MiniLM (current)LLM embeddings
Optimized forSemantic similarityNext-token prediction
Dimensions3842048-4096
Speed~3ms/embedFull model decode required
What it captures"These texts mean the same thing""These texts put the model in a similar state"
RequiresSmall ONNX model (80MB)Full LLM loaded in memory

Could LLM embeddings plug into the same HDBSCAN/UMAP infra? Technically yes — the algorithms don't care where vectors come from, just that they're consistent. You'd change the dimension, re-embed everything with the same model, adjust UMAP parameters. But they'd answer a different question: MiniLM says "these attestations are semantically similar," LLM embeddings say "the model would continue these in similar ways." For inference attestation — where you're studying what the model does — the model's own embeddings might be the more honest representation. Two lenses, not a replacement.
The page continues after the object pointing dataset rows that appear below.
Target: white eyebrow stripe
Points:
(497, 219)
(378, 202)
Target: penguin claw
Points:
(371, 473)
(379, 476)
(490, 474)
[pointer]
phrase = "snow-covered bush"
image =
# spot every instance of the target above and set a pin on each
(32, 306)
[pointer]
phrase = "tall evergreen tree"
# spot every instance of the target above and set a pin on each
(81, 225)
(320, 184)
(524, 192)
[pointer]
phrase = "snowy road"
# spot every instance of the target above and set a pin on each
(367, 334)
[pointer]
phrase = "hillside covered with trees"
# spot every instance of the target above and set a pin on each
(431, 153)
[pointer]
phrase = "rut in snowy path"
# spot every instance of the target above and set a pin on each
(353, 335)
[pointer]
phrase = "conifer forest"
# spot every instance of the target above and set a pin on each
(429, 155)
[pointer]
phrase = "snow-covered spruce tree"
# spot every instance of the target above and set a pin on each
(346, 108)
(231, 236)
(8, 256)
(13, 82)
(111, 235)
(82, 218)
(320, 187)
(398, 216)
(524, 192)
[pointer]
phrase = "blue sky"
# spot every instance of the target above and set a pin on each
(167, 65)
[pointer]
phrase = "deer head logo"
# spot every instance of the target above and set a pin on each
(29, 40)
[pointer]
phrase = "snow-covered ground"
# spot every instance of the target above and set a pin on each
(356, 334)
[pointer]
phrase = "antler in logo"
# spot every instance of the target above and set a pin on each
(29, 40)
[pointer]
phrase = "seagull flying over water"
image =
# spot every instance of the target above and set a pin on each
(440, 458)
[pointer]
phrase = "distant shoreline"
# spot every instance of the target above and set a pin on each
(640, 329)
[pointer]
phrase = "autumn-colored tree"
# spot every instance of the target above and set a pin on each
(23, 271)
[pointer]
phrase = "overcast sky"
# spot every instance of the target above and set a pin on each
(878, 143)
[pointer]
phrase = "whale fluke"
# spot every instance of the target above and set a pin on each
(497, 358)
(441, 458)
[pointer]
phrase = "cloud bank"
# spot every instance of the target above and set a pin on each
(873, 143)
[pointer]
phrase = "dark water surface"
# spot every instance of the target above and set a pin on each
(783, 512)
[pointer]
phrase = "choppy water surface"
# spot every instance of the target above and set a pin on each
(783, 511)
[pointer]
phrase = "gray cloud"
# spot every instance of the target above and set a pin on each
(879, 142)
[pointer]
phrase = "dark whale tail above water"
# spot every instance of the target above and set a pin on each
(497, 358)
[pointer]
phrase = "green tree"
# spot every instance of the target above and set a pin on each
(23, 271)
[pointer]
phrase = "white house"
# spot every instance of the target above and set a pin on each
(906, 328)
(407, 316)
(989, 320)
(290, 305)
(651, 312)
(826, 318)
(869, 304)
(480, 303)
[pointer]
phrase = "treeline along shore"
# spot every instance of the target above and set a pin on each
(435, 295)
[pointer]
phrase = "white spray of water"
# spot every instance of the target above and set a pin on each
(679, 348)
Real-time only. All visualizations stream live during inference. No post-hoc replay mode.

Checklist

Future Direction: Token-as-Glyph

Each LLM token carries signal data (confidence, entropy, top-gap, top-k candidates). The stream glyph currently renders tokens as <span> elements with signal data stored in data-* attributes. The signal data structure already supports treating every token as its own glyph entity — a token-glyph carrying its full decision context as content, positioned in a text flow rather than on the canvas grid. This isn't for now: the <span> representation is sufficient for heatmap visualization and hover popups. But the data contract (per-token signal in LLMStreamMessage) is designed so that the transition from span-per-token to glyph-per-token requires no backend changes.